Les parties ont été régulièrement averties du jour de l'audience.
Ont été entendus au cours de l'audience publique :
- le rapport de M. Jean-François Papin, premier conseiller,
- les conclusions de M. Jean-Michel Riou, rapporteur public,
- et les observations de MeA..., représentant la SARL Credico.
Considérant ce qui suit :
1. Les requêtes enregistrées sous les numéros 17DA02346 et 17DA02348 et introduites par la société à responsabilité limitée Credico sont dirigées contre le même jugement et présentent à juger des questions communes. Il y a lieu de les joindre pour qu'il y soit statué par un seul arrêt.
2. La société à responsabilité limitée Credico exerce l'activité de location de locaux nus à usage d'habitation.
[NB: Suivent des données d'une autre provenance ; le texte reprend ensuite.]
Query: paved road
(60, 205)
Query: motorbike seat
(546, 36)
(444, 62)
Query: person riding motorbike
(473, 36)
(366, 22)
Elle a fait l'objet, au cours de l'année 2012, d'une vérification de comptabilité portant sur les exercices clos en 2009, 2010 et 2011, à l'issue de laquelle l'administration a remis en cause la déductibilité de trois pertes correspondant à des créances qualifiées d'irrécouvrables et a réintégré au résultat de chacun des exercices concernés des charges financières et des éléments de passif regardés comme injustifiés, une proposition de rectification ayant été émise à cet effet le 5 septembre 2012, en matière d'impôt sur les sociétés. La SARL Credico relève appel du jugement du 12 octobre 2017 par lequel le tribunal administratif de Rouen a rejeté sa demande tendant à la décharge des cotisations supplémentaires d'impôt sur les sociétés, ainsi que des pénalités correspondantes, auxquelles elle a été assujettie au titre des années 2009 à 2011. Par une requête distincte, elle demande à la cour de décider qu'il sera sursis à l'exécution de ce jugement jusqu'à ce qu'elle se prononce sur le fond de l'affaire.
Sur les conclusions tendant à la décharge des impositions en litige :
En ce qui concerne la charge de la preuve :
3. Le 1 de l'article 39 du code général des impôts dispose que le bénéfice net est établi sous déduction de toutes charges, celles-ci comprenant notamment les frais généraux de toute nature. En vertu des règles gouvernant l'attribution de la charge de la preuve devant le juge administratif, applicables sauf loi contraire, s'il incombe, en principe, à chaque partie d'établir les faits nécessaires au succès de sa prétention, les éléments de preuve qu'une partie est seule en mesure de détenir ne sauraient être réclamés qu'à celle-ci. Il appartient, dès lors, au contribuable, pour l'application des dispositions précitées, de justifier tant du montant des créances de tiers, amortissements, provisions et charges qu'il entend déduire du bénéfice net défini à l'article 38 du code général des impôts que de la correction de leur inscription en comptabilité, c'est-à-dire du principe même de leur déductibilité. En ce qui concerne les charges, le contribuable apporte cette justification par la production de tous éléments suffisamment précis portant sur la nature de la charge en cause, ainsi que sur l'existence et la valeur de la contrepartie qu'il en a retirée. Dans l'hypothèse où le contribuable s'acquitte de cette obligation, il incombe ensuite au service, s'il s'y croit fondé, d'apporter la preuve de ce que la charge en cause n'est pas déductible par nature, qu'elle est dépourvue de contrepartie, qu'elle a une contrepartie dépourvue d'intérêt pour le contribuable ou que la rémunération de cette contrepartie est excessive.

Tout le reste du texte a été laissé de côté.